Our family members are very important to us, and grandchildren are especially precious.

But as our grandchildren enter those precarious years called adolescence, building a relationship can seem nearly impossible.

The problem lies in the fact that it’s not that easy for each generation to relate to one another. Things that make sense to you don’t make sense to them, and vice versa.

However, the family bond is a vital one. It is what helps people get through difficult periods in life and makes them feel truly valued in this world.

How, though, can you build a relationship with your grandchild when it seems like you have nothing in common?

While relating to your grandchild might not be easy – it is possible.

Read on to find out why it can be so hard to each other and what you can do to get closer than ever to your beloved grandchild.

 

Why Relating to Your Grandchild Can Be So Difficult 

When your grandkids are young, relating to them doesn’t seem so hard. They’re adorable, and the two of you have fun and enjoy each other’s company.

But then, as time progresses, it becomes increasingly difficult for family members to relate to each other.

One of the causes for this is the increasingly difficult and stressful teen years.

Multiple articles have been written about just how hard it is to be a teenager in this day and age.

There are a variety of reasons for this.

First of all, your grandchild is dealing with raging hormones that would put even the calmest person in a horrible mood. Within a relatively short period of time, your grandchild can experience happiness, frustration, joy, rage, and depression. It’s completely overwhelming.

Another issue is that the teenage brain isn’t “fully baked,” as Alexandra Sifferlin of Time Magazine put it. The human brain is nowhere near fully developed during the teen years. In fact, some estimates put the age of full development at 25 years.

That means that your teen grandkids aren’t always thinking straight and why their behavior can, at times, seem reckless – and you’re left wondering who has possessed your grandchild’s body.

This is also a time of life when children want to exercise some independence. You and their parents still see them as children (because they are), but they see themselves more as adults.
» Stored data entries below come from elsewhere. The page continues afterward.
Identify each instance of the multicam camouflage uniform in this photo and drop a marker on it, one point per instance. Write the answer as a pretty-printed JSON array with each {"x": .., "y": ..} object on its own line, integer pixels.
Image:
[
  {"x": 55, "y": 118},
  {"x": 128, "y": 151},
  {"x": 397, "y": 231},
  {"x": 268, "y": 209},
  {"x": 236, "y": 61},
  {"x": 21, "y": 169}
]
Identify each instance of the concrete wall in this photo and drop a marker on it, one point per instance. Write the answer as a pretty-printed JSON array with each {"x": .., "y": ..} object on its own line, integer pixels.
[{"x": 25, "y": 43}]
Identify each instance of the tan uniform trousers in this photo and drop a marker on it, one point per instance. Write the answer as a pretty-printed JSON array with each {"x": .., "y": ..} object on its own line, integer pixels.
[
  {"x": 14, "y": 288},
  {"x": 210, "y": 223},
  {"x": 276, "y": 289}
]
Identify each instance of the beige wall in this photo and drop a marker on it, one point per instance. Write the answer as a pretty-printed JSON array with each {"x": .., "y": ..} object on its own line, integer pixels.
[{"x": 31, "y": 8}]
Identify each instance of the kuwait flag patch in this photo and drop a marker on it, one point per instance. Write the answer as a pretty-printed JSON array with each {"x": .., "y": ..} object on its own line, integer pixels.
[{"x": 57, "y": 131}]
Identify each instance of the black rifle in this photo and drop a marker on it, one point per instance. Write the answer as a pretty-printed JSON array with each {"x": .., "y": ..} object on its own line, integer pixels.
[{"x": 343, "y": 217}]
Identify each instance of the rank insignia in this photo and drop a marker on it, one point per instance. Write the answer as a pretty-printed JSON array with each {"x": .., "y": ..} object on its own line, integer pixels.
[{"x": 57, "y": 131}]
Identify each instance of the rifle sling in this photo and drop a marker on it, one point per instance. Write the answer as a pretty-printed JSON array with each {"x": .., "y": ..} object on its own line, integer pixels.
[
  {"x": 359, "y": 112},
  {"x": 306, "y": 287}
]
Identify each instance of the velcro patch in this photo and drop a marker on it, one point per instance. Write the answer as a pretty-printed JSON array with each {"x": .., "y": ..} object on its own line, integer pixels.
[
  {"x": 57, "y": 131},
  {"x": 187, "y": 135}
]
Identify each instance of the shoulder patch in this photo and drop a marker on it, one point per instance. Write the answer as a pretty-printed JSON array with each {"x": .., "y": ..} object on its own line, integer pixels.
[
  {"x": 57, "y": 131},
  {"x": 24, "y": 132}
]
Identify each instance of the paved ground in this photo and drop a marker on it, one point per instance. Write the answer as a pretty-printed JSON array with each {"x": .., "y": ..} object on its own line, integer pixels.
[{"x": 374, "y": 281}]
It’s an awkward, angst-filled experience – for everyone involved.

So when you try to relate to your grandchild, doing so can seem nearly impossible. Thankfully, it’s not.
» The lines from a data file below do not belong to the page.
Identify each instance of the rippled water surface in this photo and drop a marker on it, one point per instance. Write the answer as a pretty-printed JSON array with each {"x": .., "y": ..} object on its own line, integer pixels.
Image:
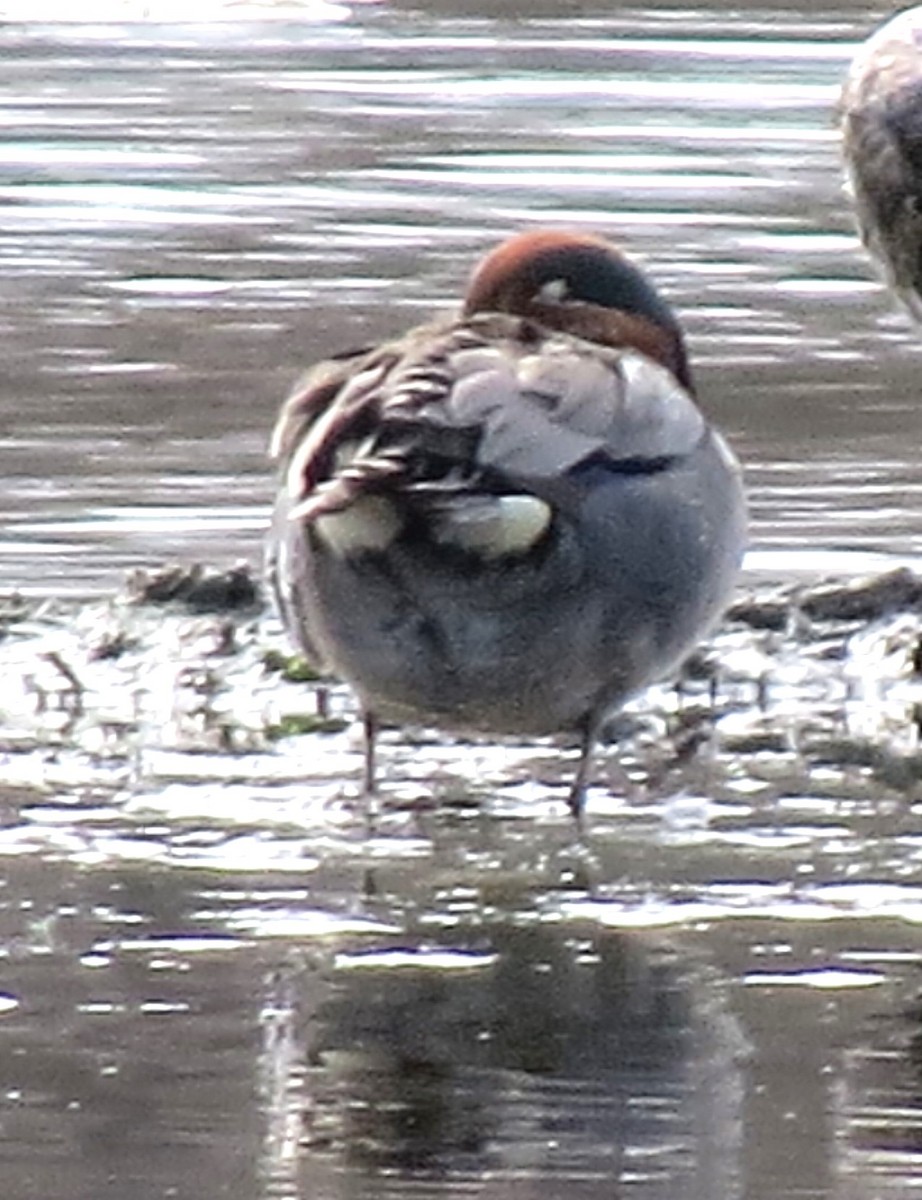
[
  {"x": 216, "y": 977},
  {"x": 191, "y": 214}
]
How to Get Closer to Your Grandchild – Tips for Building a Relationship

Even though it’s not the easiest thing in the world, family bonding is vital for everyone in your family, particularly your grandkids.

Building a relationship with them doesn’t have to feel like pulling teeth, though.
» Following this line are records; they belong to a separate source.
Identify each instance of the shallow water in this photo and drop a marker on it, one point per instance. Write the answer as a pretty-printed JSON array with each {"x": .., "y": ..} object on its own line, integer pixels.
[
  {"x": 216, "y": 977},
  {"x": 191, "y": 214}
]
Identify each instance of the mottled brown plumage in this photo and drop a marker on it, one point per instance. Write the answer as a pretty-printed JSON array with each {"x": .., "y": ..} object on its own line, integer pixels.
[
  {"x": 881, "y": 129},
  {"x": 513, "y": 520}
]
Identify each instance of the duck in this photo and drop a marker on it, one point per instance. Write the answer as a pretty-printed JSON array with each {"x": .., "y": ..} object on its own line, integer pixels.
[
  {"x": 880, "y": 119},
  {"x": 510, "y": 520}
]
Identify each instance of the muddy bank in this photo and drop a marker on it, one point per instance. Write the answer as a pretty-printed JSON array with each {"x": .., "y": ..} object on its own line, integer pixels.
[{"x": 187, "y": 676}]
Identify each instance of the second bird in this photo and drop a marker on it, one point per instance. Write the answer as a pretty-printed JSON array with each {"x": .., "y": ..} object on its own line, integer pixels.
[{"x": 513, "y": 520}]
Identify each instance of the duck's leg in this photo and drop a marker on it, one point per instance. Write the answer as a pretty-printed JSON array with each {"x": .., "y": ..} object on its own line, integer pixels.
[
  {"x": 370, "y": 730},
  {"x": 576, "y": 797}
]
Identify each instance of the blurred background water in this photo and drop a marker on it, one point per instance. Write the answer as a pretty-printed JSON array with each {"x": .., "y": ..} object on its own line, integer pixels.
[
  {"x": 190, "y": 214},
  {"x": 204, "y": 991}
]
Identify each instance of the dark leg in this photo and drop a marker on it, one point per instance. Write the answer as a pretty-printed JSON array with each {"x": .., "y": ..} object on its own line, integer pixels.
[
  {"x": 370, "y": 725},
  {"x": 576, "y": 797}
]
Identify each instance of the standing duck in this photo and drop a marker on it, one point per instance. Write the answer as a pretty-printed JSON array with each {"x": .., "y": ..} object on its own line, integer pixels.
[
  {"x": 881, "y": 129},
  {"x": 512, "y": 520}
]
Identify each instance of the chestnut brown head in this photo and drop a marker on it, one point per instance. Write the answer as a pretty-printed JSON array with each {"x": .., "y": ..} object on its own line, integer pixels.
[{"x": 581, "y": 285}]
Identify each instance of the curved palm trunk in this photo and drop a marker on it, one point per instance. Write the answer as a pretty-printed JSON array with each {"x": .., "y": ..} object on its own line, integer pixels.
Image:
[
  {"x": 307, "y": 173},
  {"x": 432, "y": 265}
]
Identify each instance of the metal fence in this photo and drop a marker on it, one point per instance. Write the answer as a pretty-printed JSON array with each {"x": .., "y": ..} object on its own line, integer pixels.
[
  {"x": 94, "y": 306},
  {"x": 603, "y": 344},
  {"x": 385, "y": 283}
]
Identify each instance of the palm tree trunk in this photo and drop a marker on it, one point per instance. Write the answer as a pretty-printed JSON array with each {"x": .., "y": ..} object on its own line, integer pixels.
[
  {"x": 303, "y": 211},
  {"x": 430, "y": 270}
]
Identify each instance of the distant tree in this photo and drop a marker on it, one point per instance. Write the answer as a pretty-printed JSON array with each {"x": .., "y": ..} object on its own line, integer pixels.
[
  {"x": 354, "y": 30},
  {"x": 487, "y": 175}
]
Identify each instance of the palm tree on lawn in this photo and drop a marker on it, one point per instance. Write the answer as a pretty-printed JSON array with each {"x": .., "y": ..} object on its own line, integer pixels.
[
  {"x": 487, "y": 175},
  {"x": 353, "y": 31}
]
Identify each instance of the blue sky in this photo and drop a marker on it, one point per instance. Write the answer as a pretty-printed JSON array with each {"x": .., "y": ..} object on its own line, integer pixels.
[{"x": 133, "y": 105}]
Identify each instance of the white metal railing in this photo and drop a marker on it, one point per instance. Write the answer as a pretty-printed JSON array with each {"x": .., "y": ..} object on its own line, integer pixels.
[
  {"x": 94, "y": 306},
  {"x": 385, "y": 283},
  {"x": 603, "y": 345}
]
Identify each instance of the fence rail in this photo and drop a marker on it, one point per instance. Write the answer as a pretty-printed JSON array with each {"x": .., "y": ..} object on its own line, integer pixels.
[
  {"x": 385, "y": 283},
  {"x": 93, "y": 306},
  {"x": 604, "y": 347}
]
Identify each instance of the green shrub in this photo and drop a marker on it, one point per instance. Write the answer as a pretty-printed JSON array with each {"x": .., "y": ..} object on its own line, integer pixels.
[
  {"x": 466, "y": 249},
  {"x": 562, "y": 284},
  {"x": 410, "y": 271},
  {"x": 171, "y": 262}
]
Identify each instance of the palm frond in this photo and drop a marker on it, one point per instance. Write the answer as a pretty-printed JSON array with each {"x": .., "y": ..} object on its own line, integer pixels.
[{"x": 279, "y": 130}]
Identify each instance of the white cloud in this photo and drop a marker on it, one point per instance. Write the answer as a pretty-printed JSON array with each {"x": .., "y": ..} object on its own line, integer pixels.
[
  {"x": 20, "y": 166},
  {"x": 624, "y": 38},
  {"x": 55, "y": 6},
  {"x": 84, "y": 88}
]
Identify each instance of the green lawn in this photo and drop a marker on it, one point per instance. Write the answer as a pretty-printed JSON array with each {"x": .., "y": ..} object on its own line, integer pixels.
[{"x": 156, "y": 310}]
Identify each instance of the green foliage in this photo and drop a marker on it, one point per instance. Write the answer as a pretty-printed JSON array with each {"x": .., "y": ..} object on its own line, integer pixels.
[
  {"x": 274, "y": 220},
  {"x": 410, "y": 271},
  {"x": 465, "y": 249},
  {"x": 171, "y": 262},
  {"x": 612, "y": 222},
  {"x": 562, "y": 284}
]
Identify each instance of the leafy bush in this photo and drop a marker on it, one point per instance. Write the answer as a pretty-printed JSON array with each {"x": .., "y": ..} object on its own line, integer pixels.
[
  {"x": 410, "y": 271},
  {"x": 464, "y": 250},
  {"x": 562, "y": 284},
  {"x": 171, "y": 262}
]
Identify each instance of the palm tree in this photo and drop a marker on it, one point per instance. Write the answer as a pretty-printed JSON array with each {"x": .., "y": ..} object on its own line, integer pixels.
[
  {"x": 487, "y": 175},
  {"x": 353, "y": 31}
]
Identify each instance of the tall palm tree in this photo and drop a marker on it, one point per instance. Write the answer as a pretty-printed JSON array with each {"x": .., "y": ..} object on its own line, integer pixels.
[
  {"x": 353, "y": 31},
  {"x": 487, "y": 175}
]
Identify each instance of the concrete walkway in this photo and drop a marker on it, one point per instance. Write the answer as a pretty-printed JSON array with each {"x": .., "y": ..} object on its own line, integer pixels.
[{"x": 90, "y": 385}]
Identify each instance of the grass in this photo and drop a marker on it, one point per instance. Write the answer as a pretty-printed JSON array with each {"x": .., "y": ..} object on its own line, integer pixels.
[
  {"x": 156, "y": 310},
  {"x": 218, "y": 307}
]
If you’d like to find out how to get closer to your grandchild, here are some helpful tips.

 

1. Remember the Love You Have for Them

Someone once said that God made babies cute so that you don’t want to kick your kids out when they become teenagers.

You have a lot of love for your grandchildren. From the day you found out that your son or daughter was expecting a child, your love for that little baby just grew and grew.

Now that the child is older, your love for them hasn’t diminished. But it can be hard to speak or react with love when a teen is misbehaving. Just keep reminding yourself of how much love you have for this person and it will help you get through the tough times.

 

2. Accepting Differences – Key to Building a Relationship

Before you even start a conversation with your grandchild, recognize that you’re both different. They’re going to like things you don’t, and vice versa.

Accepting differences right away will actually help you keep an open mind when your grandchild says something you weren’t expecting or suggests the two of you try something outside of your comfort zone.

 

3. Avoid Lecturing Your Grandchild

Your grandchild probably feels like they get enough lectures from their parents.

When your grandchild comes to you for a talk, they’re hoping to get a listening ear. They might feel that you’ll be more respectful of the fact that they’re almost an adult than their parents are, and will, therefore, treat them as one.

Of course, if your grandchild needs some correction – don’t be afraid to provide it. Just remember to do so with respect, both to them and to their parents.

 

A Beautiful, Lifelong Relationship with Your Child Takes Work

It’s no secret that building relationships takes work, especially if you’re trying to build one with a teenager. But it can be done.

If you’re willing to put in a little bit of time and effort, accept the differences between you and your grandchild, and show them how much you love them – you’ll be able to build a beautiful relationship.

It will be a relationship that will last your entire life and something that your grandchild will treasure for the rest of theirs.